Application lifecycle across the fleet

Ship one declared workload to many clusters with a single ApplicationSet on the hub — generators, Placements, sync waves, and the lab's actual flow.

Module 05 set up GitOps and the pull model. Now we use it. The job: take one declared workload — a Helm chart, a kustomize overlay, a directory of YAML — and ship it to many clusters without copy-pasting an Argo Application per cluster.

ACM gives you two ways. ApplicationSet (Argo CD-native) is what 80% of new work uses. Subscription (ACM’s pre-Argo model) is still supported and worth a paragraph because some old manifests still wire it in. This module spends most of its time on ApplicationSet.

The two models, again

Model	Engine	When to pick
ApplicationSet	Argo CD	Default. Git is the source, Argo is the engine, ACM provides the cluster inventory and placement.
Subscription	ACM (pre-Argo)	Vanilla-Kubernetes managed clusters with no Argo, or maintaining legacy `application.app.k8s.io/v1beta1` Applications already wired in.

Both are “actively supported” in ACM 2.x. New work should pick ApplicationSet unless you have a concrete reason — and “we already wrote a Subscription five years ago” doesn’t count.

ApplicationSet generators that matter for multicluster

An ApplicationSet is a template plus one or more generators. The generator emits parameters; the template fills in those parameters and produces one Application per emission. The Argo CD documentation lists eight generators; four matter for multicluster work.

Cluster generator

The primary fan-out tool. It emits one parameter set per registered Argo cluster, with optional filtering by a Placement (in ACM) or a label selector (vanilla Argo). One ApplicationSet, one Application per matched cluster, identical manifests applied everywhere.

List generator

A fixed cartesian list of parameter sets. Useful for ad-hoc environments where the cluster list is short and human-curated — “deploy to staging-1, staging-2, perf-eu” — and you don’t want a label-driven Placement.

Git generator (directory or file)

Emits one parameter set per matching directory or YAML file in a Git repo.
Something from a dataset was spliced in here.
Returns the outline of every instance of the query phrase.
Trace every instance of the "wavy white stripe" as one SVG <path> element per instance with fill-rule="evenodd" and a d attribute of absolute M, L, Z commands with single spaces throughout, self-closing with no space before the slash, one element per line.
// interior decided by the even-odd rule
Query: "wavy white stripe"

Useful when “the list of things to deploy” lives in Git as folders — for example, one folder per tenant. Combine with the cluster generator via the matrix generator to get “for every cluster, for every overlay, make an Application.”

Pull-request generator

Emits one parameter set per open pull request matching a filter. The review-app pattern: every PR gets a temporary deploy, every merge cleans it up. Rare in platform work, common in product engineering.

A matrix example

This deploys three overlays (dev, stg, prd) of one Helm chart across every spoke labeled env=dc:

apiVersion: argoproj.io/v1alpha1
kind: ApplicationSet
metadata:
  name: web-tenant
  namespace: openshift-gitops
spec:
  generators:
    - matrix:
        generators:
          - clusters:
              selector:
                matchLabels:
                  env: dc
          - git:
              repoURL: https://gitlab.example/apps/web-tenant.git
              directories:
                - path: overlays/*
  template:
    metadata:
      name: 'web-{{name}}-{{path.basename}}'
    spec:
      destination: { server: '{{server}}', namespace: 'web' }
      source:
        repoURL: https://gitlab.example/apps/web-tenant.git
        path: '{{path}}'

For two spokes that’s six Applications generated. Add a third cluster, you get nine — no edits.

Placement and labels

Placement is ACM’s cluster-selector primitive. Its job is producing a PlacementDecision — a list of ManagedCluster names that match the predicate. Argo’s ApplicationSet cluster generator can consume that decision directly via the ACM integration.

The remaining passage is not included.